Resolve means obsolete, dissolve, melt, break-up and separate.
2012 is ending and the fears and hope of 2013 are coming in with a big bang. What do I want to have happen in the new year? Do you want a dream version or reality.
I suppose I am one of those simple, simplistic people, I should stay with what I know best and let a small granule of hope enter this post near the end.
As I sit here thinking of what simple things I would like to write about, I could think of very little. Instead, I think I am a bit of a dreamer. Filled with hope mixed with my faith.
I think I will go into the mode of dreamer instead. Let’s go back, way back. Back to when we were young kids. We went out and rode our bikes, made snowmen and snow angels. We went roller-skating, ice-skating. We laughed, we trusted and we cried. Our hearts were worn on our shoulders. What came out of our mouths was innocence.
We moved into our teen years. We tasted love for the first time. We tested our independence. We could be defiant at times, trying to explain our way of thinking. We learned to drive and work for pay. We were slowly being drawn into the realities of our world.
Some married,and experienced parenthood. Others wanted to keep their independence. We learned about things we were not taught through trial and error. We learned about budgeting, credit cards, and heartbreak. Some marriages made it and others failed.
We changed jobs maybe once, maybe several times until we found our comfort as in an old pair of shoes. We learned about routine, and staying up late, working in the workforce and also at home.
As we grow in age we are introduced more and more to illness, death, aches and pains. We learn that we must go on without our parents beside us. We learn what the word void means through first-hand experience. We become familiar with downsizing, grandchildren and tighter budgets.
Along the road to death we open doors that we never want to see shut. For me those doors represent God, writing, costume jewelry, black memorabilia, antique furniture and silence.

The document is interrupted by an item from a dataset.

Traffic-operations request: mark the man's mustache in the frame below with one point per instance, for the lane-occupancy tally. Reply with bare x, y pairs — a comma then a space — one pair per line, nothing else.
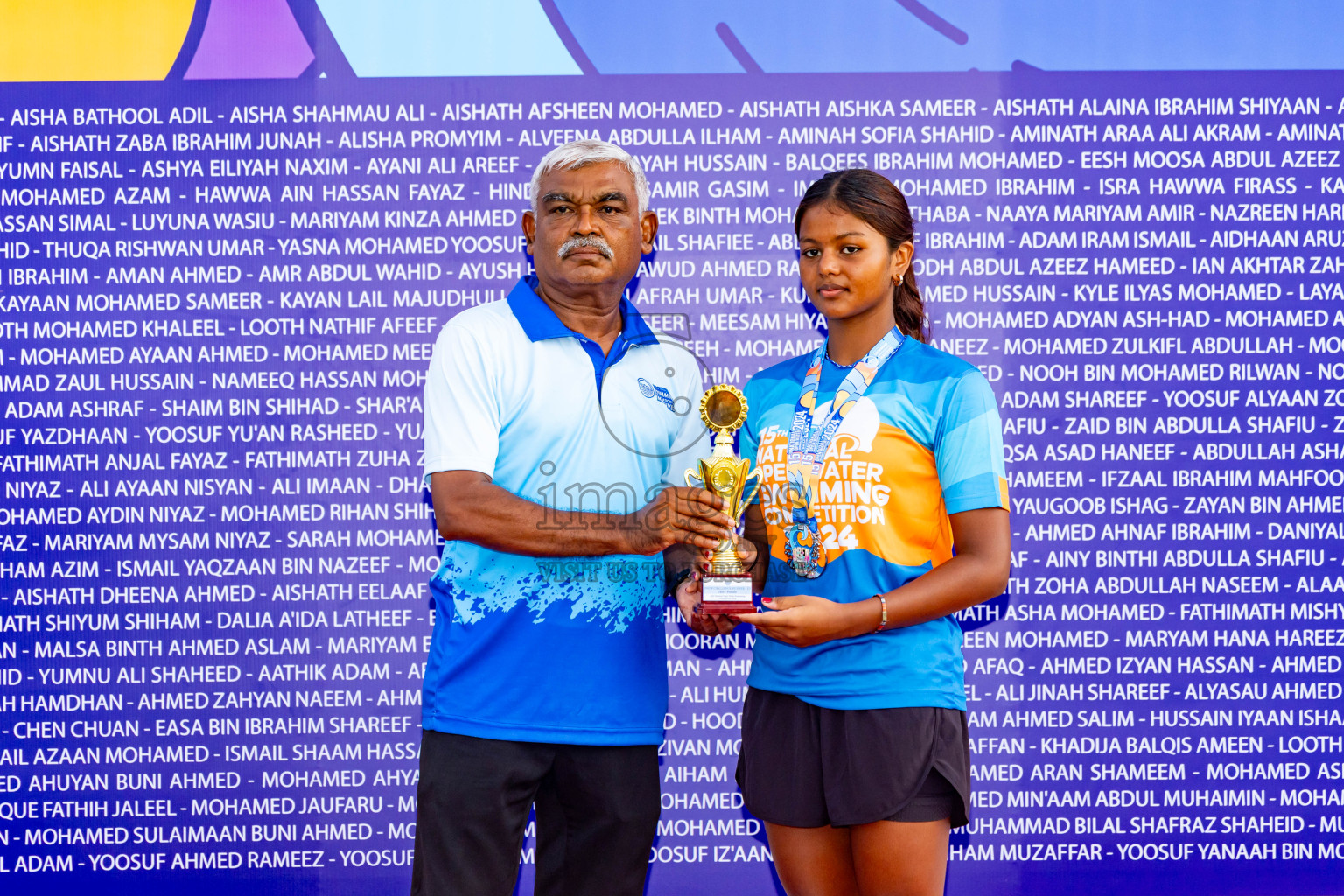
574, 243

These doors I have walked through and tasted remain a part of who I am today. So coming to the conclusion of this I see me. What I have become, who I am. I want to resolve nothing about myself. I don’t want to see myself melt a way as a wasted footprint in the sand. I am not ready to separate myself from this world. I only want to expand my mind and continue to learn until I am no longer breathing. I want to continue to have a heart for others, lend an ear to those who wish to speak, and continue to carry my faith in the new trials and joys awaiting me in 2013.

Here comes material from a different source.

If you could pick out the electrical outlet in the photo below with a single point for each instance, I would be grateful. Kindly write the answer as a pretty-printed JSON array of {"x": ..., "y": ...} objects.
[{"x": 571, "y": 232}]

The part of me that is a dreamer is very much alive in my heart and soul. I dream about the day that I will see God and my parents once again. I dream about a day when all three of my children come together as a union and not be divided. I dream about waking up one day to hear they have found a cure for Parkinson’s Disease. I dream about the day I go to see Al, but this time I am checking him out and bringing him home. I still dream about bumping into the man of my dreams.
It is good to have dreams. Without dreams our soul become stagnant like a dried creek. So I will continue to dream, and try hard to live in the reality of today’s world. I will work very hard at accepting what is to come and keep looking to the skies asking God, is it time yet?